The government should have moved to pull finance companies out of the deposit guarantee scheme a year or more ago. The best they could manage was a winding down of the current scheme with a successor scheme to start up a month from now, restricted to companies rated BB and up. Since SCF was covered on the old scheme, the government was stuck: either bail out SCF or let them go into receivership and pay out under the deposit guarantee scheme. The former had lower front loaded costs but potentially high long term costs; the latter gets it all done with. I think I'm glad they chose the latter, if I understand things correctly.

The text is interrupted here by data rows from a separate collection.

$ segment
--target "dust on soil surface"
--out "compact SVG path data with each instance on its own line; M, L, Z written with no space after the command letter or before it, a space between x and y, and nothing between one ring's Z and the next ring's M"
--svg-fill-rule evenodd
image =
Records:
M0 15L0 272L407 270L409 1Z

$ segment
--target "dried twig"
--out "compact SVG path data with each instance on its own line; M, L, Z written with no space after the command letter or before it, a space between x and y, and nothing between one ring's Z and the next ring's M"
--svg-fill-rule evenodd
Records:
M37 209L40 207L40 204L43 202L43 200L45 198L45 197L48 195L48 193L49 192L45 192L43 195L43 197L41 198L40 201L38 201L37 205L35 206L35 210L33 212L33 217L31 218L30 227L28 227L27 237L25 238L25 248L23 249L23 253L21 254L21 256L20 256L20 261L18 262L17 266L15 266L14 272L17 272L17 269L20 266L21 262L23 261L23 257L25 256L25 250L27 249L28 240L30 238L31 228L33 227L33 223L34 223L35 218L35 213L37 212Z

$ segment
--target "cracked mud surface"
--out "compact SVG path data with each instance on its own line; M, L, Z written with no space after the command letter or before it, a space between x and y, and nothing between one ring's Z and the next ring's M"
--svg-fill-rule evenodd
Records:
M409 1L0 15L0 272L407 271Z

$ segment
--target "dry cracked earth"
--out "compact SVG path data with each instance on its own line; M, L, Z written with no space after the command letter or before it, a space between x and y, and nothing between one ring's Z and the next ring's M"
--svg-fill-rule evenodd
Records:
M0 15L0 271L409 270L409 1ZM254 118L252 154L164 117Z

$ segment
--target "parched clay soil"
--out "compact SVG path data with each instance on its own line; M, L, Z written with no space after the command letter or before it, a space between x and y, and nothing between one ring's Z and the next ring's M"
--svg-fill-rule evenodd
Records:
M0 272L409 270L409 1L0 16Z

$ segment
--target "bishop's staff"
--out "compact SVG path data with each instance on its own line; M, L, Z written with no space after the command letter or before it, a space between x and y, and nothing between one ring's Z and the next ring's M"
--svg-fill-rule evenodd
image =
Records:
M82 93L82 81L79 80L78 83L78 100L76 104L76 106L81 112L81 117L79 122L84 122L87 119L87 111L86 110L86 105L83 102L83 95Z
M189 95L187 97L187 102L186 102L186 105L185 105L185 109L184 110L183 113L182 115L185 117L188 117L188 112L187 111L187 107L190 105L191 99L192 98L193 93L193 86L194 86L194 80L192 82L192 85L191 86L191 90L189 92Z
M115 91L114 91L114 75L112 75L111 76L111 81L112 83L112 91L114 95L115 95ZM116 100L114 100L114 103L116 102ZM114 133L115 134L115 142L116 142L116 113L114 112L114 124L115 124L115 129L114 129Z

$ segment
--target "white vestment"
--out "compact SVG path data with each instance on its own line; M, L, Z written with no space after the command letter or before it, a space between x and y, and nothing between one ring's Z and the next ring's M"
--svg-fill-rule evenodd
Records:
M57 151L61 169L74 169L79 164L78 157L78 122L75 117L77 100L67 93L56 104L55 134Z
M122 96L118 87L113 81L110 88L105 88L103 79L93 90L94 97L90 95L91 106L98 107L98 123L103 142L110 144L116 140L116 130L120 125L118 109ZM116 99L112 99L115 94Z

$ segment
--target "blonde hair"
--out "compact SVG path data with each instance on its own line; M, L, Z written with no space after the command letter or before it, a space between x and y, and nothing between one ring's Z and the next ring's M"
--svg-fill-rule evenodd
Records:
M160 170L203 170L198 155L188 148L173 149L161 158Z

But instead of moving to scale back the guarantees, they're ramping things up. Previously ineligible investors are now covered. Maybe there's some really good reason for this and I've just not been paying enough attention. This ought to be the time to be killing finance company eligibility for government deposit insurance, not expanding it. And I'm not sure why we're conferring rents on folks who were betting last week that the government would provide a bailout:
South Canterbury Finance investors, including all bondholders but not preference shareholders, have been told to spend their cash wisely when they are reimbursed by the government a total of $1.6 billion following the company’s receivership today.Hey! That's one way of running quantitative easing! Instead of helicopter money, just give it to the folks who'd bet on the government never ever being willing to let folks eat their own losses.
In addition, the government is negotiating a loan of up to $175 million to the receivers for repayment of prior charges over South Canterbury’s assets, including a $100 million facility arranged through investor George Kerr’s Torchlight fund.
The payment under the Crown guarantee appears more favourable to South Canterbury investors than to those in other failed finance companies in recent times.
This is because some depositors and investors in long-dated bonds will now be repaid – having earlier been told not to expect anything.
This also represents a significant payday for plucky investors who bought South Canterbury 2012 bonds in the last days of last week at an 80% discount to their value today.
South Canterbury chief executive Sandy Maier said today that the payout under the guarantee scheme would lessen the impact on the South Island economy, where much of the company’s funding base and lending activities were based.
“Very shortly there’s going to be a massive infusion of liquidity in the South Island as all these debenture holders and bond holders get their dough,” Mr Maier told a media conference in Christchurch.
“I hope they do wise things with the money next.”
Bernard Hickey has been covering SCF for ages; TVHE today also is good. AntiDismal called the other day for ending deposit insurance. I'd be reluctant to pull deposit insurance for the banks until after the current financial mess is over with. And even then, I'd worry that the government now has zero credibility in the face of potential bank default and so may be stuck with deposit insurance for the longer term - at least in that case, they collect premiums on the insurance.
If things stay as they are, the message to Kiwi investors is pretty clear. Forget all that "diversify your portfolio" nonsense. Put everything into a government-guaranteed roulette wheel. Heads you get high interest payments; tails the government covers you. Here's the list of companies covered by the deposit guarantee scheme; just be sure that the product you purchase is covered under the extended deposit insurance scheme through the end of 2011 and that the maturity date falls prior to end 2011.